Moody’s reprieve 'not enough' for hard-pressed consumers

Johannesburg – Although all South Africans will benefit from the Moody's move not to downgrade South Africa, it is not enough for hard-pressed consumers, warned debt counselling firm Debt Rescue.

The Banking Association of South Africa (BASA) on Saturday welcomed Moody’s affirmation of South Africa’s investment rating, saying that another downgrade would have increased the cost of borrowing for the state, companies and financial institutions.

On Friday night, the ratings agency affirmed South Africa’s long term foreign and local currency debt ratings at ‘Baa3’ and revised the outlook to stable from negative, citing changes in the political arena, the strengthening of key institutions, improved economic growth and commitment to fiscal consolidation as reasons for their decision.

"All South Africans – business and consumers – will benefit from this show of confidence in the progress the country has made in addressing some of the concerns previously raised by the rating agency, and in its economy that is beginning to show some growth," BASA said in a statement. 

Sanisha Packirisamy, an economist at Momentum Investments said in a research note that a downgrade to SA’s local currency rating to junk status by Moody’s would have triggered SA’s exclusion from the Citi World Government Bond Index which could have prompted "significant capital outflows" from the SA government bond market of between R85bn to R130bn. 

This is, however, only a slight reprieve for "hard-pressed" consumers who are facing the Value Added Tax (VAT) hike and a total 52c/l fuel and RAF levy increase on 1 April, warned Debt Rescue CEO Neil Roets on Saturday.

"Unfortunately we need much more than just this titbit of good news to make a real difference.
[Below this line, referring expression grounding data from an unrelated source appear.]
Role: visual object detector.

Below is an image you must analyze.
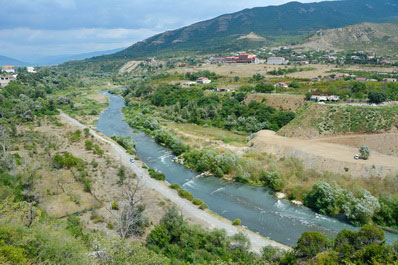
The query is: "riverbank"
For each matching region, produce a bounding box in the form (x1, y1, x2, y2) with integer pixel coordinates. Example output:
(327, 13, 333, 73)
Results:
(58, 111, 290, 252)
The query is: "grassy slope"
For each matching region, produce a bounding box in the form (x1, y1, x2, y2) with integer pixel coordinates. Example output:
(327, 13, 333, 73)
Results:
(279, 104, 398, 138)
Real economic growth – well beyond the 1.1% which is being predicted by the World Bank – is needed to significantly improve the lives of our people," he said.
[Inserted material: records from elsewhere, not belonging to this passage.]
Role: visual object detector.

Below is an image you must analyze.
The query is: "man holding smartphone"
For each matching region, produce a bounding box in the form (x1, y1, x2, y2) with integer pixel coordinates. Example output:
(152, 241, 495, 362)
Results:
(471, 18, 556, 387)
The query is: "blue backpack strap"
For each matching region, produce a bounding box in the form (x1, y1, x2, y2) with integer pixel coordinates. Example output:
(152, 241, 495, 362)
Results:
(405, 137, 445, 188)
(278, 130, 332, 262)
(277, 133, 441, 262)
Non-negligible risk of going backwards

Packirisamy cautioned that there were issues South Africa still needed to address before celebrating the Moody’s decision as there remained a "non-negligible risk of a change in Moody’s outlook from stable back to negative" when they review their rating in October.

She said investors would be seeking clarity on the adoption of land expropriation without compensation as a policy of the ruling party and would remain vigilant of signs that the rule of law had been reinstated in the country through the conviction of a number of individuals involved in high-profile corruption cases. 
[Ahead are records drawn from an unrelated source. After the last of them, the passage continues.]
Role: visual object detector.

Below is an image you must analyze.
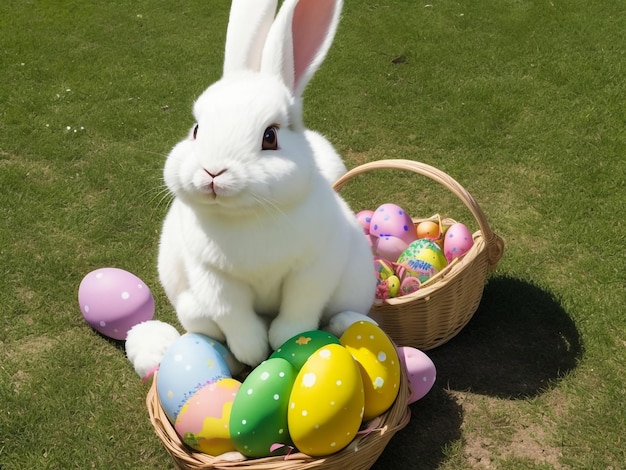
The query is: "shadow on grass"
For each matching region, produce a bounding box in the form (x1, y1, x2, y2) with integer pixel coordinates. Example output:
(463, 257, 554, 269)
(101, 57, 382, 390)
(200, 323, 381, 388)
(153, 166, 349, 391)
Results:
(372, 275, 582, 469)
(373, 387, 463, 470)
(428, 275, 583, 399)
(95, 331, 127, 351)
Packirisamy said Momentum Investments did not expect any further negative action from the other ratings agencies in their next rating cycle. Standards & Poor’s (S&P) and Fitch both downgraded South Africa to sub-investment grade in 2017.

"A ratings outlook upgrade will remain dependent on S&P’s growth forecasts and progress on growth in GDP per capita trends."

Packirisamy, said that S&P was expected to review South Africa on May 25 2018, while Fitch did not announce its review schedule.

Window of opportunity

The CEO Initiative meanwhile said the Moody's move "offered the country a window of opportunity" to improve its credit rating through further structural reforms.

"The decision is largely attributed to the confidence-enhancing measures taken in key areas over the past three months, including a smooth presidential transition, the appointment of a new board for Eskom, and the presentation of a fiscally responsible Budget," said the co-convenor of the CEO Initiative Jabu Mabuza, who is also Eskom’s chairperson.

The CEO Initiative acknowledged that improving South Africa’s credit rating wasn’t an end in itself but an outcome of structural reforms "that will restore our country to faster, more sustainable and more inclusive economic growth".

South Africa’s top CEOs  said that they were "particularly encouraged" by recent actions taken in the establishment of the commission of inquiry into state capture and the review of the funding models for state-owned companies, announced in the February budget speech.

The CEO Initiative also hailed President Cyril Ramaphosa’s decision this week to place South African Revenue Service (SARS) commissioner Tom Moyane on suspension and replace him with tax veteran Mark Kingon in an acting capacity.

"South Africa should use this window of opportunity by responding appropriately to the significant challenges we face, in order to improve the lives of our citizens and inspire confidence in the future of our country," Mabuza said.

Ramaphosa, Finance Minister Nhlanhla Nene and the CEO initiative was set to launch the Youth Employment Services (YES) campaign next week. The YES campaign was aimed at giving internships and work experience to one million young people in the next three years, in a bid to alleviate the high youth unemployment rate of 51.1% in January, according to data from Statistics South Africa.

Investec CEO Stephen Koseff previously complained about the slow pace and government  bureaucracy in implementing the YES programme.

Cabinet last week approved the launch on Tuesday of the pilot at the Riversands Incubation Hub in Diepsloot, Johannesburg.